A Location Allocation Model for a Territorial Design Problem with Dense Demand

The authors present in this work a proposal that allows establishing the relationships between the facilities location problem and the client allocation within a dense demand environment in territorial design. This proposal can be seen as a basic methodology to give support to the decision making. The use of this application lets one know the production facilities location, warehouses or distribution centers in a geographical space division. On the other hand, solving the client's dense demand for goods or services, means finding the location of facilities in a populated geographic territory, where the population has a demand for services in a constant basis. Finding the location is obtaining the decimal geographical coordinates in longitude, latitude where the facility is located, such that the product or service transport costs the least. The implications and practical benefits of the results from this work allow an organization to be able to design an efficient logistics plan in benefit of its supply chain.
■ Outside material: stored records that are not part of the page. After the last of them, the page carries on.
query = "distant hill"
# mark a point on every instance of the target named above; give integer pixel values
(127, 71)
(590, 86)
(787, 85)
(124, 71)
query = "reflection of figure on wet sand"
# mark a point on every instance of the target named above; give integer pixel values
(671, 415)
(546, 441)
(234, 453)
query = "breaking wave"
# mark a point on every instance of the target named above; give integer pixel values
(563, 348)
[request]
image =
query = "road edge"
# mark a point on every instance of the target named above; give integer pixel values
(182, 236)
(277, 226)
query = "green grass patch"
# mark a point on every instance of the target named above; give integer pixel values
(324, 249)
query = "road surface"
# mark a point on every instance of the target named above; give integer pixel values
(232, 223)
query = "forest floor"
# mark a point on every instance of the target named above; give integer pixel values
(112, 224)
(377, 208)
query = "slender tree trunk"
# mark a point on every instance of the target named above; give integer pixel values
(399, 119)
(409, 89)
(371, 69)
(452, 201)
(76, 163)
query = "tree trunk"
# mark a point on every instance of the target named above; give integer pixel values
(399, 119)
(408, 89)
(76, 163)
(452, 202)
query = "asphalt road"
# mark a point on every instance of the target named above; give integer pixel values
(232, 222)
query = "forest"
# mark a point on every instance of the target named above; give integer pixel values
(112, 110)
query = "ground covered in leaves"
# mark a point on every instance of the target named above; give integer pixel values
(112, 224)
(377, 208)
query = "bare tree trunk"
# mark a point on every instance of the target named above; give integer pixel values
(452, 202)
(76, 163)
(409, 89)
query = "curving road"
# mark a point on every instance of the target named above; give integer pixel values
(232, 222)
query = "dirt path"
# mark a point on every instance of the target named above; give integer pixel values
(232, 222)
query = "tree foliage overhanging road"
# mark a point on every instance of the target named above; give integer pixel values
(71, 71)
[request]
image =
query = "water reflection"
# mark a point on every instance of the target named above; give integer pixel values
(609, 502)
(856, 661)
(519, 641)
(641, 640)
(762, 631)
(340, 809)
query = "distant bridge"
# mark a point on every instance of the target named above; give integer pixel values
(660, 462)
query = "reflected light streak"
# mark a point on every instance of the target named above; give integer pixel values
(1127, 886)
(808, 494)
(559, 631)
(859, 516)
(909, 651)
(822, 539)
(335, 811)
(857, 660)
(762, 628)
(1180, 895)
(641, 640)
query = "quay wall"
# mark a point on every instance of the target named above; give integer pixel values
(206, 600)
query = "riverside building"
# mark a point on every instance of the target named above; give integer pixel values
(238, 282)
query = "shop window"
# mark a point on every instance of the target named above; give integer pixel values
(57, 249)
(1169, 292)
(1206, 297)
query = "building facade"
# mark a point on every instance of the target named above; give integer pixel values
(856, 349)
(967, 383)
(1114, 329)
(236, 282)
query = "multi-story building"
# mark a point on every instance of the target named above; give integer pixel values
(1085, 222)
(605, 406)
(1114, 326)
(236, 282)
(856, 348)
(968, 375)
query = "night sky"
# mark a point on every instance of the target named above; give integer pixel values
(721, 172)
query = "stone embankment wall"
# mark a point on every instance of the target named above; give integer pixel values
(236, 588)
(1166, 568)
The problem the authors present is a territorial design and optimization one due to the fact that the required territorial partition demands the creation of compact zones where the minimum distance between the geographical objects is implicitly optimized. This problem belongs to the NP-hard class, where the use of a metaheuristic to attain approximated solutions becomes a necessity, Variable Neighborhood Search was chosen because it achieves good solutions for this kind of problems. Once the territory has been partitioned into k zones where the centroid of each zone is the distribution center, as a first step the authors proceed to apply the dense demand with continuous functions and this is the main original contribution of this paper: Finding the location of facilities inside a territory where the population has a dense demand for services. The location obtained means having available the decimal geographic coordinates in longitude and latitude from the location point in such a way that the products or services transfer has a minimum cost. Finally the Weber function is minimized, which weights are a function that represents the population's demand in every territory, multiplied by the Euclidean distance between the potential location points and demand points.